Labeyrie veteran Govare named board chairman of Pure Salmon France
Published by Undercurrent News by Jason Smith · 12 Jun, 2020
Xavier Govare, the former CEO of Labeyrie Fine Foods, has been named chairman of the board of the new Pure Salmon land-based farming facility in France.

Xavier Govare, the former CEO of Labeyrie Fine Foods, has been named chairman of the board of the new Pure Salmon land-based farming facility in France, his LinkedIn profile states.

According to the profile, Govare took up the chairman’s role at Pure Salmon earlier this month. He left Labeyrie, Europe’s second-largest salmon processor after Norway’s Mowi, in 2016 after 26 years with the company, and has since served on several company boards, according to his LinkedIn profile.

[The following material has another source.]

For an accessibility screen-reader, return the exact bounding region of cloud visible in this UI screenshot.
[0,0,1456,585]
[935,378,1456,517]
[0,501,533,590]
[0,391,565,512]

“Xavier brings with him over 30 years of experience in the food industry, including 15 years as chairman and CEO of Labeyrie Fine Foods Group,” Martin Fothergill, a director of Pure Salmon and the co-founder and partner of 8F Investment Partners, the project’s backer, told Undercurrent News in an email.

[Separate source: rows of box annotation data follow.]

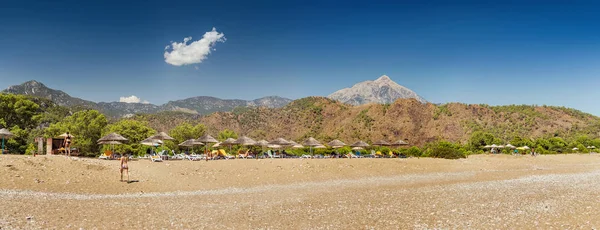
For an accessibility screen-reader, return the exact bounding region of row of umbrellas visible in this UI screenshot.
[98,132,408,157]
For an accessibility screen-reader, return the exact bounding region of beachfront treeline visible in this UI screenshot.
[0,94,600,159]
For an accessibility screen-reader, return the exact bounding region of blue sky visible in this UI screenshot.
[0,1,600,115]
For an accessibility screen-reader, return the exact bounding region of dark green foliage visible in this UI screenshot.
[433,104,452,120]
[428,141,467,159]
[102,119,156,155]
[45,110,108,156]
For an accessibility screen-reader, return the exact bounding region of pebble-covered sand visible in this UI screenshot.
[0,154,600,229]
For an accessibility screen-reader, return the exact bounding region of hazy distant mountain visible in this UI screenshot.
[329,75,427,105]
[2,81,96,106]
[161,96,292,114]
[2,81,292,117]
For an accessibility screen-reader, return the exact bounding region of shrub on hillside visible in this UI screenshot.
[428,141,467,159]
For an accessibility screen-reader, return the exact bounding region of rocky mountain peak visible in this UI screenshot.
[329,75,427,105]
[375,75,393,83]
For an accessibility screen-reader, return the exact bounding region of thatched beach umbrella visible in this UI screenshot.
[58,133,75,138]
[235,136,256,146]
[220,137,237,152]
[98,141,123,152]
[373,140,392,146]
[302,137,322,155]
[0,129,14,154]
[327,140,346,149]
[140,138,163,155]
[350,141,369,148]
[391,140,408,146]
[197,134,219,161]
[150,132,175,141]
[98,133,128,142]
[269,137,290,146]
[179,139,204,154]
[255,140,269,160]
[256,140,269,147]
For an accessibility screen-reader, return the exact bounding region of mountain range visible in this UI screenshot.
[2,75,426,117]
[2,81,292,117]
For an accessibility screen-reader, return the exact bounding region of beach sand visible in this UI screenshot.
[0,154,600,229]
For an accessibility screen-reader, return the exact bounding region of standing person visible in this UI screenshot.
[119,155,129,182]
[63,132,73,156]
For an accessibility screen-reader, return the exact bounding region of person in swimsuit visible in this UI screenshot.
[63,132,72,156]
[119,155,129,182]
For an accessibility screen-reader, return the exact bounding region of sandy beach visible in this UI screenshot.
[0,154,600,229]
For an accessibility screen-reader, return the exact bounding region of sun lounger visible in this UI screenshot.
[238,150,252,159]
[150,155,162,162]
[219,149,235,159]
[98,150,112,160]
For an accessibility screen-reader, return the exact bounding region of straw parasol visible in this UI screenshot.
[141,138,163,155]
[235,136,256,146]
[302,137,322,155]
[150,132,175,141]
[391,140,408,146]
[350,141,369,148]
[256,140,269,147]
[0,129,14,154]
[179,139,204,147]
[197,134,219,161]
[140,138,163,146]
[98,141,123,151]
[327,140,346,149]
[269,137,290,146]
[219,137,237,152]
[373,140,392,146]
[58,133,75,138]
[98,133,128,143]
[179,139,204,154]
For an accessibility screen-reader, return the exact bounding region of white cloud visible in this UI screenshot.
[164,28,226,66]
[119,95,150,104]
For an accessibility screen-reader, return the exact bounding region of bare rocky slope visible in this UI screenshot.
[329,75,427,105]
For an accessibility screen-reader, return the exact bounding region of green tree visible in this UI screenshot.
[468,131,501,151]
[169,122,206,146]
[0,94,42,129]
[428,141,467,159]
[102,119,156,155]
[217,129,238,141]
[45,110,108,156]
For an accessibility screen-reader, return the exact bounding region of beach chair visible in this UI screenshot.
[238,150,252,159]
[388,151,396,158]
[158,150,169,160]
[98,150,112,160]
[219,149,235,160]
[267,149,274,159]
[346,151,363,158]
[150,155,162,162]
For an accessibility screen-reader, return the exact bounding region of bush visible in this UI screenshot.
[400,146,423,157]
[25,143,37,155]
[428,141,467,159]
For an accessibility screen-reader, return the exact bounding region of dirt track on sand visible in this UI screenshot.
[0,155,600,229]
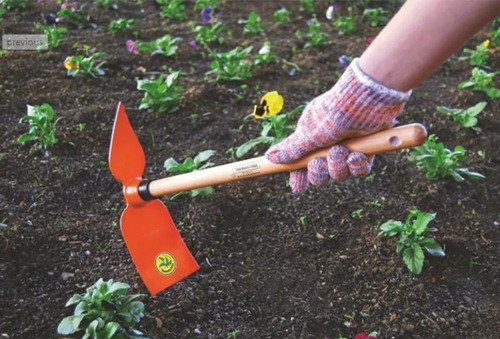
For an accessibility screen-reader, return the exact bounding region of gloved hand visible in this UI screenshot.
[266,59,411,192]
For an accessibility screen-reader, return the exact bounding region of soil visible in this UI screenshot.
[0,1,500,338]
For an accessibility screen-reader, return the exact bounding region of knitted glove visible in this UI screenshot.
[266,59,411,192]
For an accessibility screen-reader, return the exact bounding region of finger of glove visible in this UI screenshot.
[266,131,315,164]
[347,152,375,177]
[289,169,309,193]
[307,158,330,186]
[326,145,350,182]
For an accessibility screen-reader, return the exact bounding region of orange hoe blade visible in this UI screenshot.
[109,103,199,295]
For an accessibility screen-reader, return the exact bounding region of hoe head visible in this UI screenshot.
[109,102,199,295]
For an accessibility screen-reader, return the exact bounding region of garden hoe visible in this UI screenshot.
[109,103,427,295]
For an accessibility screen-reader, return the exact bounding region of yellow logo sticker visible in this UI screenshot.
[155,252,175,275]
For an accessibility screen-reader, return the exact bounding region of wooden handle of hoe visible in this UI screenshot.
[148,124,427,197]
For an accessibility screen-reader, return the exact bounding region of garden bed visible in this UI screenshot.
[0,1,500,338]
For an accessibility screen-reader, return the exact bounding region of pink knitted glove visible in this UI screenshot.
[266,59,411,192]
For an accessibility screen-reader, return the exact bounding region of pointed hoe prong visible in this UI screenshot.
[109,102,146,183]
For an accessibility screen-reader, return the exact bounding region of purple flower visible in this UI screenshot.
[200,6,214,24]
[125,39,139,54]
[188,39,198,49]
[43,13,57,25]
[339,55,351,69]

“He will work closely with the Pure Salmon team to help on strategic matters ranging from distribution, branding and marketing, to financing and business development,” Fothergill said. “We are honoured to have him join the team and bring his wealth of experience in the salmon market to our exciting new 10,000 [metric tons per year] land-based facility in Boulogne-sur- Mer in France.”

Pure Salmon’s big plans

Pure Salmon will represent an investment of €175 million ($197m), and will be the largest land-based farm in the EU, generating some 10,000t of salmon per year and creating 160 permanent jobs, said Pure Salmon.

The construction of the new facility is expected to begin during the fourth quarter of 2020 and should deliver its first harvest of market-size salmon in 2023. It will be fully integrated from hatchery and grow-out to processing and smoking. The fish will be sold primarily to the French market in a variety of forms including smoked salmon and fillets.

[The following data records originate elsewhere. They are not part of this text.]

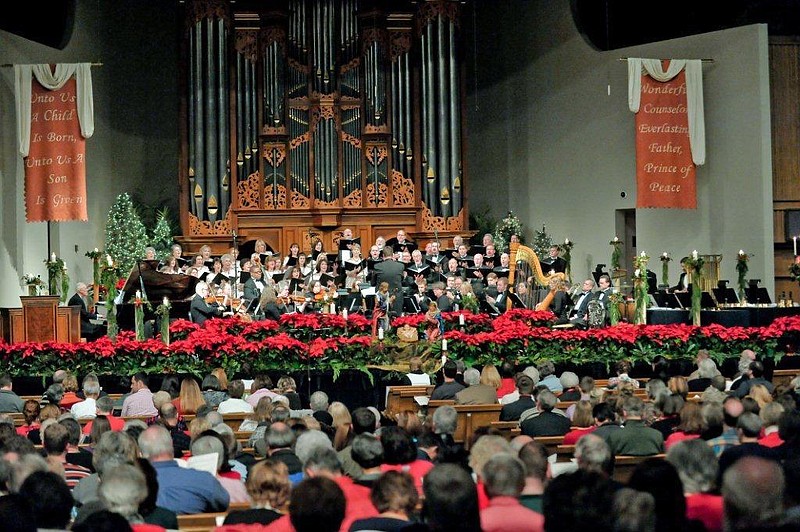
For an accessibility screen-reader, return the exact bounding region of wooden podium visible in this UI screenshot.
[0,296,81,344]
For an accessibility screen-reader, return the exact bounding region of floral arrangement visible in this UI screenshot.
[461,292,480,313]
[660,251,672,286]
[156,296,172,345]
[100,255,125,341]
[44,253,69,303]
[0,309,800,376]
[84,248,103,286]
[632,251,650,324]
[558,238,575,279]
[684,249,705,325]
[736,249,750,301]
[22,273,44,296]
[609,236,622,270]
[494,211,525,252]
[608,292,625,325]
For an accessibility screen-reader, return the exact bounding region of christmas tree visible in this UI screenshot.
[106,192,147,272]
[150,207,173,257]
[531,225,553,258]
[494,211,525,251]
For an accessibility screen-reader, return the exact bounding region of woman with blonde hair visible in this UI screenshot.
[328,401,353,452]
[172,377,206,416]
[211,368,228,392]
[224,459,292,525]
[667,375,689,401]
[747,384,772,411]
[481,364,503,390]
[397,410,423,440]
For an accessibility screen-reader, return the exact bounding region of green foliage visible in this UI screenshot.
[530,225,553,258]
[494,211,525,252]
[150,207,175,257]
[106,192,147,272]
[469,207,497,245]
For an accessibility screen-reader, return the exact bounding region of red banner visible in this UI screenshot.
[636,67,697,209]
[25,78,88,222]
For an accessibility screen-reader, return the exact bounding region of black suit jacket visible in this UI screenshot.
[67,293,97,336]
[189,295,222,325]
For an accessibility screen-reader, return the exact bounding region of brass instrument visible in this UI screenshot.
[536,289,556,310]
[506,242,567,309]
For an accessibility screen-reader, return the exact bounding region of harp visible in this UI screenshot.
[508,242,567,308]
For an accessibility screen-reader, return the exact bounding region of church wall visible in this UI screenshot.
[0,1,178,307]
[466,0,774,294]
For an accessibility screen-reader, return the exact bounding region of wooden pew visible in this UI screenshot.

“Launching the Pure Salmon brand into the French and neighbouring European markets will be critical to the success of the business, which will be all the more successful under Xavier’s guidance,” Fothergill said.

‘Extremely well-positioned’

told Undercurrent in a January interview that the investment firm believes the project is “extremely well-positioned” and that being a homegrown product will contribute to its ability to capture market share.

The fish produced by Pure Salmon’s French recirculating aquaculture system (RAS) will compete directly with imports from Norway, Scotland and Ireland, which make up two-thirds of the available salmon on the French market, according to the French Association of Food Processing Industries.

However, the firm has confidence that consumers in the country will increasingly appreciate the benefits of land-based products in terms of environmental sustainability and local production, which should help boost sales and consumption of French products.

“We believe that the combination of both the sustainability angle and the production being 100% French and local will contribute to make a dent in the market in terms of freshness and access,” Fothergill said.
“We certainly think those are two really big advantages. However, we are also aware that the French market is a large, growing market and that we will only be producing 10,000 metric tons per year which, in proportion to the market, is not an enormous amount of fish.”

The French annual net import volume of salmon is around 183,000t, of which 119,000t are fresh and 64,000t smoked, according to the latest data from the International Trade Centre and the European Market Observatory for Fisheries and Aquaculture Products.

Value-added products

Although Pure Salmon France will be selling fillets and other value-added products including smoked salmon, the firm expects to be selling larger quantities of the latter in France in comparison with its projects in other countries.

“Of course we will be selling a full range of products, but we also have in mind that a very large proportion of the French salmon market is focused on smoked salmon,” Martin told Undercurrent.
Pure Salmon France will be the firm’s first fully-integrated farming, processing and distributing business, Fothergill explained to Undercurrent. The fish will be farmed, slaughtered, smoked, distributed and sold by the company’s on-the-ground staff in Boulogne-Sur-Mer, France.

“Our current project in Poland is production only. However, all of the new projects we are working on, such as those in Japan or the US, are all going to be vertically integrated, production and processing,” he declared.

He added that each will use RAS systems produced by AquaMaof Aquaculture Technologies, and that the Israeli firm will hold a 5% equity stake in each project.

Pure Salmon has a $1.6 billion plan to produce 260,000 metric tons of salmon in RAS farms globally. In addition to its projects in Poland and Japan, Undercurrent previously reported on Pure Salmon’s plan to build two new 20,000t RAS facilities in Africa and the US.

The facilities in Poland, Japan, the US, and France aim to contribute 40,000t of production to its 260,000t global target. “We haven’t announced all of our projects yet, but a very big proportion of them,” he said in Janurary.

Although the exact location is still undecided, 8F is also raising capital for the China portion of its plan and has also signed a memorandum of understanding with the government of Brunei for a new salmon RAS facility to be based in the Asian country.